Economists expect the expansion to continue, but likely to ease from the earlier months’ pace of growth.

Singapore manufacturing PMI posts slower expansion at 51.1

by SIPMM News Team

Manufacturers in Singapore said that conditions in the sector were still improving in April, but strength of the expansion was a tad weaker when compared to a month ago.

The sector’s purchasing managers’ index (PMI) fell by 0.1 to 51.1, said the Singapore Institute of Purchasing and Materials Management (SIPMM) on Tuesday.

In particular, the electronics sector, which has been driving manufacturing growth in recent months, saw its PMI reflect a more pronounced weakness in expansion as new orders slipped.
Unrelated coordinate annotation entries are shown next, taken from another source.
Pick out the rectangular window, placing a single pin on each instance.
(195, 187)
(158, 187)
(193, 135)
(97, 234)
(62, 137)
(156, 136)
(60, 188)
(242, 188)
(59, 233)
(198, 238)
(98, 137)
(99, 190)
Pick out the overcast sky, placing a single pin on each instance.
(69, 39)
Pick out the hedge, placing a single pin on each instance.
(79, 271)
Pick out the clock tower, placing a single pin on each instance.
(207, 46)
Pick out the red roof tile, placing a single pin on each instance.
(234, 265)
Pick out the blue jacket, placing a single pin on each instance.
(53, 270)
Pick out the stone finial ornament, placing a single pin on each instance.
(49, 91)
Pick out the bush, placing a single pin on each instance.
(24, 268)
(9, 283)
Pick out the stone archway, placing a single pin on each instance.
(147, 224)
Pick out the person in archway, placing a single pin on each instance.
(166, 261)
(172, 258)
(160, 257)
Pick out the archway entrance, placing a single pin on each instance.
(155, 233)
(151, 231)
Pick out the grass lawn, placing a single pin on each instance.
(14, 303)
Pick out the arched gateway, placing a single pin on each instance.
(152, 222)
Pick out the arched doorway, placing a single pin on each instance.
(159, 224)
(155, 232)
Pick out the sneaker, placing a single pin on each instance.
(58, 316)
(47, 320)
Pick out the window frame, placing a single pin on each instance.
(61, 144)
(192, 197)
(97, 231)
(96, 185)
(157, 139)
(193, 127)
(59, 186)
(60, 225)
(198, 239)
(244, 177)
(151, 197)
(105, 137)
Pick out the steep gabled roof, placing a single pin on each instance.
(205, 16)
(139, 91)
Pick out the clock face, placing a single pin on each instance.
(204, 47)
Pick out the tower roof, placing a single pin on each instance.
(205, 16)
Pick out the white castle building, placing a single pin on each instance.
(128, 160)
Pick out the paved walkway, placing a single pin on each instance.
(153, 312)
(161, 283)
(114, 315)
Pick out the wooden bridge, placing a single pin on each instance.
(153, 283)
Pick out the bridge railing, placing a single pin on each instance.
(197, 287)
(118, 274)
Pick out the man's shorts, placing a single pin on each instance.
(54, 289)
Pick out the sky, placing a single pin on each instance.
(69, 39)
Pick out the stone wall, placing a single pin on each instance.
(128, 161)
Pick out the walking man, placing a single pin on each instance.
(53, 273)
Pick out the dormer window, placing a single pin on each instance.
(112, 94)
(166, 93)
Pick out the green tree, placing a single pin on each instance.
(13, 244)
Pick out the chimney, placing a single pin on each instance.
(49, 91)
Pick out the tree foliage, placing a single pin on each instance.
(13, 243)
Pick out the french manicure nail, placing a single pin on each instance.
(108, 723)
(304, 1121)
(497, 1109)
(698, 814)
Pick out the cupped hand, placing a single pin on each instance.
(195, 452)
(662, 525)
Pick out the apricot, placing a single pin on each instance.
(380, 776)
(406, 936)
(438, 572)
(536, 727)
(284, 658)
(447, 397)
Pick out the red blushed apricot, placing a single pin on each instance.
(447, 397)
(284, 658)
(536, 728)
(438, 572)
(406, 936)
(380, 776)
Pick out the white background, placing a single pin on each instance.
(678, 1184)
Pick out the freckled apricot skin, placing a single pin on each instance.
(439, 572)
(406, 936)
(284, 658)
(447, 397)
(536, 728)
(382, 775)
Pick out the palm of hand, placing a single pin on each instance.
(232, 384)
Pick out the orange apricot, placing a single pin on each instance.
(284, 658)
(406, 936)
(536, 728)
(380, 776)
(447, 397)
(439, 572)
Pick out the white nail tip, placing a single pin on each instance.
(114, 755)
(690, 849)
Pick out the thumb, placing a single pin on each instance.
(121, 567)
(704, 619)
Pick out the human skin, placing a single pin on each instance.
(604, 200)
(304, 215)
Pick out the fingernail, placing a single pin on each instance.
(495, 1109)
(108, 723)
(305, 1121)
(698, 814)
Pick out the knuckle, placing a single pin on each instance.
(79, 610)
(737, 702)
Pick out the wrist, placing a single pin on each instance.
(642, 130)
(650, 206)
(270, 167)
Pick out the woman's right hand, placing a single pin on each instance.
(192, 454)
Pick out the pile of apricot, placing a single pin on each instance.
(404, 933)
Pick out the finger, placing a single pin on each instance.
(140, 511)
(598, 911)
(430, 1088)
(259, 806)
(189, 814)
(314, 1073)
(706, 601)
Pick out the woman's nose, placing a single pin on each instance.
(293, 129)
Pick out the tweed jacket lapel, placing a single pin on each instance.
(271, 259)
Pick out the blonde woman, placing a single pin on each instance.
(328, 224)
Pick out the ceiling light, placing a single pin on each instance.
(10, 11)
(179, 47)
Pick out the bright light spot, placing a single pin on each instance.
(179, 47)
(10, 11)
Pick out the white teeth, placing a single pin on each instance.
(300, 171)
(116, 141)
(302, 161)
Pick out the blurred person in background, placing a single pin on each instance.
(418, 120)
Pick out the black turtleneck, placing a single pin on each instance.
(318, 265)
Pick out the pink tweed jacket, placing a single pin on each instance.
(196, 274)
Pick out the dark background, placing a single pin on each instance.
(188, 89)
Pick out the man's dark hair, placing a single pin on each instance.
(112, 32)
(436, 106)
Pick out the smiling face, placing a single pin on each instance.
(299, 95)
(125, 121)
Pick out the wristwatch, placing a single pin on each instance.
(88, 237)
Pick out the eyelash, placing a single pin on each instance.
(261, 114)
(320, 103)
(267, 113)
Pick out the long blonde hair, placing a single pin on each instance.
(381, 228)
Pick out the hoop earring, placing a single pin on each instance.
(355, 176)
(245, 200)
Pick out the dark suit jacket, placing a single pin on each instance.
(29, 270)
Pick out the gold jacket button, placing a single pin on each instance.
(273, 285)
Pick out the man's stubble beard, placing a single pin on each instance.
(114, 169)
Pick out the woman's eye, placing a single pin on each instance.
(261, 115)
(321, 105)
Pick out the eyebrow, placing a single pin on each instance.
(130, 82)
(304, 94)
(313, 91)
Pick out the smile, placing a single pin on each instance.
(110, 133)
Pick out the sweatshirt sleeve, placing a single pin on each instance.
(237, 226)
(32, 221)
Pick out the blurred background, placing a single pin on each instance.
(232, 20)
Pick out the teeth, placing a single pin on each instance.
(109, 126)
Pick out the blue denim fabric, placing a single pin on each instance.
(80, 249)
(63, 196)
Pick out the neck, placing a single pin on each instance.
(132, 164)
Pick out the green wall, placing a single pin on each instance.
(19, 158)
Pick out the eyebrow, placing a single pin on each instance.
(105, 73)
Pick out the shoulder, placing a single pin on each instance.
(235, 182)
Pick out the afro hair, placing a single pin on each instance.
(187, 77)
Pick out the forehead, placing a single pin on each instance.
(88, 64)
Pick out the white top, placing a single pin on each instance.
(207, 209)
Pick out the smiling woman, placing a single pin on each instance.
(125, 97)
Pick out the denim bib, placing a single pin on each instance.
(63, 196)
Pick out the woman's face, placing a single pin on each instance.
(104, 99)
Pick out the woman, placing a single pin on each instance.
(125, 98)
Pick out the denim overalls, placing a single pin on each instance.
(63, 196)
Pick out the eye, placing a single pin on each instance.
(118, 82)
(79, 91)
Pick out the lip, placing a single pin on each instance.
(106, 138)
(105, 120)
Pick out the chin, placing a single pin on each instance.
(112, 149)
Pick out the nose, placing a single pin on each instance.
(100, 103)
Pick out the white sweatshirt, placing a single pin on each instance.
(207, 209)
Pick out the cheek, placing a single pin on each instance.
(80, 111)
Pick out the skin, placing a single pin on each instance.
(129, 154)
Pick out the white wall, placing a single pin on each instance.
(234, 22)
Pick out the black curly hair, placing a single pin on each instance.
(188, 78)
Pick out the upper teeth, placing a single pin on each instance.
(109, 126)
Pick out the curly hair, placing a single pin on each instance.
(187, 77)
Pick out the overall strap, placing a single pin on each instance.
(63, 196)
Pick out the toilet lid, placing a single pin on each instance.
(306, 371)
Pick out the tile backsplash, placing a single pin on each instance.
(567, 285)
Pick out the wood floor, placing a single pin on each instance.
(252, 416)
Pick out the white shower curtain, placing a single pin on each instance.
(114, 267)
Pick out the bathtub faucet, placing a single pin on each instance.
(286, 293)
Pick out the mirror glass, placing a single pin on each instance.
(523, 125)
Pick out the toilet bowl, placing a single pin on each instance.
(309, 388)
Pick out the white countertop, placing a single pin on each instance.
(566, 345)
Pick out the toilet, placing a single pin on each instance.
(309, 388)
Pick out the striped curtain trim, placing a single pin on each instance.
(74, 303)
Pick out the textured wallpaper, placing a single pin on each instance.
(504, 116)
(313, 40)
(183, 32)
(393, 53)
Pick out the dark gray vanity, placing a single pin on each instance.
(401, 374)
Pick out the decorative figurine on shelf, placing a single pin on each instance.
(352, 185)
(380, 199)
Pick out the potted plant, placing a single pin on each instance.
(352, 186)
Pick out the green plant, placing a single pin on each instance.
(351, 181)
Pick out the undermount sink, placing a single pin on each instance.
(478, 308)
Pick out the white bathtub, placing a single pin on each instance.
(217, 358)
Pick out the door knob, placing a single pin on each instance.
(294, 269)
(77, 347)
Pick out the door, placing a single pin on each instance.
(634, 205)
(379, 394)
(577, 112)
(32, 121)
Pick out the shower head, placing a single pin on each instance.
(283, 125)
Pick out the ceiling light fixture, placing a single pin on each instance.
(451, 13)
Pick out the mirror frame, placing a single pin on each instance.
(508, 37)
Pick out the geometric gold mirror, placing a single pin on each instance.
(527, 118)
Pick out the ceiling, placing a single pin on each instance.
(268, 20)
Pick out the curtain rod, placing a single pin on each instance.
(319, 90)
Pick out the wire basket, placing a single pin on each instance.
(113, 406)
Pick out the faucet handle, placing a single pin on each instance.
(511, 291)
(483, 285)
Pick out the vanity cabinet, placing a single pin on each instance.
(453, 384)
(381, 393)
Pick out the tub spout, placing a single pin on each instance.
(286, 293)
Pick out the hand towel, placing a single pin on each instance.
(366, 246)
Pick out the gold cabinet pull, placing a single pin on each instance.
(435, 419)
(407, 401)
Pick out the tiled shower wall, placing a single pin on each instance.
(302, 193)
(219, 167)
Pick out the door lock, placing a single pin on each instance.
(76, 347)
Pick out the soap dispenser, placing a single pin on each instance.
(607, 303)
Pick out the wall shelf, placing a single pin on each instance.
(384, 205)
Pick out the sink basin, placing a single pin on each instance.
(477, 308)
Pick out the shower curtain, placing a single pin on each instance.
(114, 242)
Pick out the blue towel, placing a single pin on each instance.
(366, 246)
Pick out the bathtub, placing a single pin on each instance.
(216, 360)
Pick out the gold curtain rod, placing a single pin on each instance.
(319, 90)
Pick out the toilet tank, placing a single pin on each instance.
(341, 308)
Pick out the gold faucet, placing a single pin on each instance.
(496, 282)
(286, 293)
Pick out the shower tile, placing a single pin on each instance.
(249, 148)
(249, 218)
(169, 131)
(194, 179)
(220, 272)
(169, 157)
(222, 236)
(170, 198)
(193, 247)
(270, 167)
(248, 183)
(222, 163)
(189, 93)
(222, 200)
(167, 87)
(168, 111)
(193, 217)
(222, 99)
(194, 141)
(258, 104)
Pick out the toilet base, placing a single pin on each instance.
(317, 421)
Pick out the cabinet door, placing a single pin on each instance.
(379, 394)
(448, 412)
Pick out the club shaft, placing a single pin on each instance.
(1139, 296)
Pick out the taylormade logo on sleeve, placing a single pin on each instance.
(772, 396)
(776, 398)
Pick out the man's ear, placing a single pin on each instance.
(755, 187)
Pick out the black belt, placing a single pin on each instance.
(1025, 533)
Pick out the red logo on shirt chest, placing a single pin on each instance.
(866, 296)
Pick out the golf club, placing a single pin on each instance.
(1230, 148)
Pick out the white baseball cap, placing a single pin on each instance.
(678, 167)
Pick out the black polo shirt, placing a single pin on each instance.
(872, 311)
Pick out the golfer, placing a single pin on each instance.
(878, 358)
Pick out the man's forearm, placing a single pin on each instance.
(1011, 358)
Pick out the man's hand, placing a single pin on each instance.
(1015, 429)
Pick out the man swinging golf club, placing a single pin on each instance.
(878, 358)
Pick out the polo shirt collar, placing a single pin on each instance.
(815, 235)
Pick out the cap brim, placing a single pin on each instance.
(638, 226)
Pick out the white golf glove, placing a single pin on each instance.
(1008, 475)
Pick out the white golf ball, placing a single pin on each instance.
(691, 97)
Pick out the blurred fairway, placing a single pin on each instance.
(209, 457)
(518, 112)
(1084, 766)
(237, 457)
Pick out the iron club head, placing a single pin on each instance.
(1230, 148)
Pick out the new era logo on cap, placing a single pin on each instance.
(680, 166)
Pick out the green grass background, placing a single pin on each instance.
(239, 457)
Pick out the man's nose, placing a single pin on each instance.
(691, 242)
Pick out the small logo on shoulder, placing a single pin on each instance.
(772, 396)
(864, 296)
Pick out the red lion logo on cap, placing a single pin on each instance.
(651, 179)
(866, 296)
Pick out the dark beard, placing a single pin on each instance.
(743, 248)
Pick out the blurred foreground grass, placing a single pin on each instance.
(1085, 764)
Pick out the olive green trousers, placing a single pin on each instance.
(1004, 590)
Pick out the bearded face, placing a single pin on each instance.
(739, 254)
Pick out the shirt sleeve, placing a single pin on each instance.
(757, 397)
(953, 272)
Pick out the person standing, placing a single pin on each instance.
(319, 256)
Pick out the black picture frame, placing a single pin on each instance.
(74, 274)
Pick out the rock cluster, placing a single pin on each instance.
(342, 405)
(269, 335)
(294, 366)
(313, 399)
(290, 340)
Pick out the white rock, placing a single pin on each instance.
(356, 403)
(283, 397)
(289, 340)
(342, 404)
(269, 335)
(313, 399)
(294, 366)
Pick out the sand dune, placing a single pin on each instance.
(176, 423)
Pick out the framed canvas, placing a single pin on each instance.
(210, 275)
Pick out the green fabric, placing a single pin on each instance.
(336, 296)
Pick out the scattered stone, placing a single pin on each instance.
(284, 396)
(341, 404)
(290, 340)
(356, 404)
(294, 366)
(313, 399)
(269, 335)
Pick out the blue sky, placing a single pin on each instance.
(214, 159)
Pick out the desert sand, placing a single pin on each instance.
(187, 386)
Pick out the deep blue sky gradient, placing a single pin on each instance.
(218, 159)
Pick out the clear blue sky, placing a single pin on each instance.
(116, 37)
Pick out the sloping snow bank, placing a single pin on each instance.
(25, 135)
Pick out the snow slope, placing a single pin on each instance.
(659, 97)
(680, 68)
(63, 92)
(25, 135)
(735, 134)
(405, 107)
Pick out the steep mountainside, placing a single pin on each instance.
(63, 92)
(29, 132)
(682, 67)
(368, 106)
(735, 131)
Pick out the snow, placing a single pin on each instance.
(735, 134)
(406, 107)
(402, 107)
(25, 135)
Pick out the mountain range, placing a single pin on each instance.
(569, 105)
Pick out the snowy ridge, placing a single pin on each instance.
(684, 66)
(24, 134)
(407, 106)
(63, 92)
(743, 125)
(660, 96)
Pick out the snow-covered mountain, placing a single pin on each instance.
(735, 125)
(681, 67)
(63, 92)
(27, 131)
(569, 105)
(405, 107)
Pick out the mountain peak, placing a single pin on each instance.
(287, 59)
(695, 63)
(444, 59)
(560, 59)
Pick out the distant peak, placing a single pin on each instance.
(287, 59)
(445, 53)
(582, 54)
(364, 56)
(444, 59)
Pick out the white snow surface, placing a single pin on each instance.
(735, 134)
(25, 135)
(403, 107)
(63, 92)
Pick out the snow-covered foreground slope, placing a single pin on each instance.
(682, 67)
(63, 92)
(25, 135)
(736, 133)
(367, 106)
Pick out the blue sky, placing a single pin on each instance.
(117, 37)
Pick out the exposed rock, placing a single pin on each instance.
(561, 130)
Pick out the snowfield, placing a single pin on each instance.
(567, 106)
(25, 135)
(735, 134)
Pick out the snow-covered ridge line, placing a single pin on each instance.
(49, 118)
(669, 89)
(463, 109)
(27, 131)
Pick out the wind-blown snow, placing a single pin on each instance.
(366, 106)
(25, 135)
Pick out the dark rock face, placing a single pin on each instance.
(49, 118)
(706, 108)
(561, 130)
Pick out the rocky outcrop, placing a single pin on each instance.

The manufacturing PMI is a leading indicator of the sector’s performance, and is based on the responses from companies about the month-on-month changes in the sector.

A reading above 50 indicates a faster rate of expansion from the previous month, while a reading below 50 indicates worsening conditions. April’s headline PMI slightly undershot expectations. A Bloomberg poll of four economists had expected a 51.2 reading, which would have been unchanged from March.

April’s drop was due to declining growth rates in key indicators of new orders, new exports, inventory and employment. The fall in the headline PMI was cushioned by a faster growth rate in factory activity.

The electronics PMI was at 51.6, or 0.2 lower than in March.

The slower rate of expansion was attributed to slower growth rates in the new electronics orders, which fell by 0.6 to 52.5. Falls in the readings for electronics factory output, and electronics inventory level also led to the sector’s drop in PMI.

OCBC economist Selena Ling said that the slippage in PMIs should not be a cause for concern.

“Coming off from a very strong first quarter, this slippage shows that there may be some tapering off in terms of the growth momentum. But PMIs in the region are still strong, we are still fairly upbeat about semiconductor demand,” she said.